Flex 3:Feature Introductions: OLAPDataGrid
From Adobe Labs
| Table of contents |
OLAP Introduction
On-Line Analytical Processing or OLAP analysis enables analyzing data selectively from various points-of-view. Such an analysis is often useful in data-mining, trend analysis and study of the relationship between various data items.
The heart of OLAP is in the concept of a cube. A cube keeps organized and summarized data into a multidimensional structure defined by a set of dimensions and measures. Storing pre-aggregated data facilitates quick answers to the multidimensional cross-tab queries.
Many state-of-the-art implementations for OLAP analysis are available which are known for delivering scalable, reliable and secure solutions through a combination of server and client technologies. They are capable of dealing with very large amount of data sets and providing very quick results. The data in all these solutions sits on non-volatile medium.
But many a times such an analysis is needed for comparatively smaller data sets and it is plausible to explore some lighter weight solutions. The new OLAP feature targets at providing an in-memory representation of a cube which is capable of providing answers to multidimensional queries.

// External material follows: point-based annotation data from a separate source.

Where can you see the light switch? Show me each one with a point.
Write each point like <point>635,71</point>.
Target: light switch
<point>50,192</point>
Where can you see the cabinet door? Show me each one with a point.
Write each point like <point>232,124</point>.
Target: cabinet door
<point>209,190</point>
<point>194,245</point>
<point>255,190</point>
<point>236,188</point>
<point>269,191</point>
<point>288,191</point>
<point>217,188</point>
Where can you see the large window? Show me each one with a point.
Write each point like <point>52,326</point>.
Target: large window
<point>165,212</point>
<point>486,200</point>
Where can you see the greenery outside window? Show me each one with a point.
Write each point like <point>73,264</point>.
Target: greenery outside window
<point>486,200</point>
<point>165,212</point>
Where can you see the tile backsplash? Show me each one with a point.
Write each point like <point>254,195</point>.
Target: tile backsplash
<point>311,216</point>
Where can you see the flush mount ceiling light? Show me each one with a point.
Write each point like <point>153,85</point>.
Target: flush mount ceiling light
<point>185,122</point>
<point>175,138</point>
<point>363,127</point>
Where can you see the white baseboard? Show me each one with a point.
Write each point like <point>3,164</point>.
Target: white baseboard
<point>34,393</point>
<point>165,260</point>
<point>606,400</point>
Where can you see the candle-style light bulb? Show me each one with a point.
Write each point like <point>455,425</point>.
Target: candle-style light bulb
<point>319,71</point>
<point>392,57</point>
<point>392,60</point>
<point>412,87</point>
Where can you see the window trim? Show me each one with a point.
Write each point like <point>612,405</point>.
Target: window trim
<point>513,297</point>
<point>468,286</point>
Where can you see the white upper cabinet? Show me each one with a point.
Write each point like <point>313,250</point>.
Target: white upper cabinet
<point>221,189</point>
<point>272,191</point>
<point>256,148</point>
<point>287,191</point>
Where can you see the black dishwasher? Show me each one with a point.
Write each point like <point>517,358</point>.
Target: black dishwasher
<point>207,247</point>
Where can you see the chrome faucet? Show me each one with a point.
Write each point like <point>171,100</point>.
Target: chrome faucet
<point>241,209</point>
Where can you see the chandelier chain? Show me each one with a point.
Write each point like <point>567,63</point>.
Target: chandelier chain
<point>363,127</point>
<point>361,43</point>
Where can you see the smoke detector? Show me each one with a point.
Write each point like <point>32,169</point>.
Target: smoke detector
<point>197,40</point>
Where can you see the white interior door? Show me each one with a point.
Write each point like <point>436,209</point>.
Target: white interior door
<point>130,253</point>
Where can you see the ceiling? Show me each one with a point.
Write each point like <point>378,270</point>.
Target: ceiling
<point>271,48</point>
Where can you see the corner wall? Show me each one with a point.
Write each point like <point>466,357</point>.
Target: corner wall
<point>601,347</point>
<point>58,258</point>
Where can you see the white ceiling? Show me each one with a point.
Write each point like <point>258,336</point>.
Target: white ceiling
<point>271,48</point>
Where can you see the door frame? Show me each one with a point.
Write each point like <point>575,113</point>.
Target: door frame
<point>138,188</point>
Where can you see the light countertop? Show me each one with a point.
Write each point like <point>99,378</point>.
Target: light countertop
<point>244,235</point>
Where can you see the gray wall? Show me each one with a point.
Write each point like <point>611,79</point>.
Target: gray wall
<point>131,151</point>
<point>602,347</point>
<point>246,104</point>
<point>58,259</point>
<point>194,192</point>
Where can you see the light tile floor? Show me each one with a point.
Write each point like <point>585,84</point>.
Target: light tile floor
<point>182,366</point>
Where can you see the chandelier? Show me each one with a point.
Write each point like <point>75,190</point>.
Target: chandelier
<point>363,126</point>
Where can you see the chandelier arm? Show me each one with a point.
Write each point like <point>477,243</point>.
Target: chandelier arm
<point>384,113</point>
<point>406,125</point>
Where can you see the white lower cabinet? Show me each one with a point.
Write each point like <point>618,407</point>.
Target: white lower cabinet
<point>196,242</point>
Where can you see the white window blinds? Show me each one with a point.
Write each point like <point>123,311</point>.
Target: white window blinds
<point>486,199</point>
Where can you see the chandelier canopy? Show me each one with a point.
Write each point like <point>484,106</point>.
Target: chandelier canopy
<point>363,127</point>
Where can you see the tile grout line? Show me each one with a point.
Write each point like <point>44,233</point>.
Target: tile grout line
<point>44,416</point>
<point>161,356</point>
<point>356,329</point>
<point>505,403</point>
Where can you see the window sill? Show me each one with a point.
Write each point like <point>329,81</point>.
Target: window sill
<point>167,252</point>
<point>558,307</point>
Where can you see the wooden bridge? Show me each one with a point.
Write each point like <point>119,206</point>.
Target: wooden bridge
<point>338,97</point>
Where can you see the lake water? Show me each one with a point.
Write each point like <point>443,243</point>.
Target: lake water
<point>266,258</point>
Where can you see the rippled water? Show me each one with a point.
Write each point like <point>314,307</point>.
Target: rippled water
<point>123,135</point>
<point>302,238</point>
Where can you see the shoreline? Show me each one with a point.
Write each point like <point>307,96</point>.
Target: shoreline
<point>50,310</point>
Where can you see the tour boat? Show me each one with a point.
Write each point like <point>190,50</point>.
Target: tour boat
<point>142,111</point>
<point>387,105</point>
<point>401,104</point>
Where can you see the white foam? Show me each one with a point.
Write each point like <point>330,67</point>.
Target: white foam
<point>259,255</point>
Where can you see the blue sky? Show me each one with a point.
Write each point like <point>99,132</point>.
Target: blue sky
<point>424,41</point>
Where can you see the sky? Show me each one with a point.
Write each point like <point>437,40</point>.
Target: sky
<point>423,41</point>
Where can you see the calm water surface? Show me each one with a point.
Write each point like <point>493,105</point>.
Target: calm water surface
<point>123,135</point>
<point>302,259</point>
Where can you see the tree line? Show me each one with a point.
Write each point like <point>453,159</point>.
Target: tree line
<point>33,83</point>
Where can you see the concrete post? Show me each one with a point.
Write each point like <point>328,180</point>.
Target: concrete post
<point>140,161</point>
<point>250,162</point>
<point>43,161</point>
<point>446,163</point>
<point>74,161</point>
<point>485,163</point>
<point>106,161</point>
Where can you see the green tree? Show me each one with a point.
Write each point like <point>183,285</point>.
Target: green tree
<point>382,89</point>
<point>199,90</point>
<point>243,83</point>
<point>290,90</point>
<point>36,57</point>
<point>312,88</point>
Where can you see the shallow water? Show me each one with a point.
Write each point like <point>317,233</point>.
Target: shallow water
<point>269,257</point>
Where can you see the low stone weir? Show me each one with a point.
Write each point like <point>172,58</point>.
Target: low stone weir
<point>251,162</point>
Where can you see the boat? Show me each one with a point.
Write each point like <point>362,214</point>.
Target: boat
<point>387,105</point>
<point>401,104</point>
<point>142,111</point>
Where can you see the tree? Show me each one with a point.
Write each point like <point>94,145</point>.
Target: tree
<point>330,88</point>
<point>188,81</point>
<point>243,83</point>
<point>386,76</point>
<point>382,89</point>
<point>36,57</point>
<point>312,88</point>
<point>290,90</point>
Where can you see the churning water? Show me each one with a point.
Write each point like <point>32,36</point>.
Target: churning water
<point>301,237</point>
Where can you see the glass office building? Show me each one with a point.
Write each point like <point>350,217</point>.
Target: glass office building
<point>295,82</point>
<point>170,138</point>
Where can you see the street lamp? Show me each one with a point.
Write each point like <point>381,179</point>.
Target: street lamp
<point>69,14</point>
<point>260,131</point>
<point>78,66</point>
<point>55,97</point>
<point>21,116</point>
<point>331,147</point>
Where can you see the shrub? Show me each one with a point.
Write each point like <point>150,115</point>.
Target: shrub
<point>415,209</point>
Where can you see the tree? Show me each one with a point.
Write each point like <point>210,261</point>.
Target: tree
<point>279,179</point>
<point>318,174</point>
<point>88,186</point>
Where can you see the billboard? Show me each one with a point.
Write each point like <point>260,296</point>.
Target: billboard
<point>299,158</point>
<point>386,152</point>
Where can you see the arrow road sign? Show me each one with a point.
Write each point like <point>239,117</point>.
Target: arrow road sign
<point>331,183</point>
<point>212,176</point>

It follows widely accepted server client model and thus the architecture of the OLAP feature can also be broken down into server and client components. On the server side, there is OLAP API which allows creation of an in-memory cube which can be queried with the help of query APIs. When such an in-memory cube (or OLAPCube) is queried the returned result can be fetched to the new OLAPDataGrid component which serves as a consumer of the query results.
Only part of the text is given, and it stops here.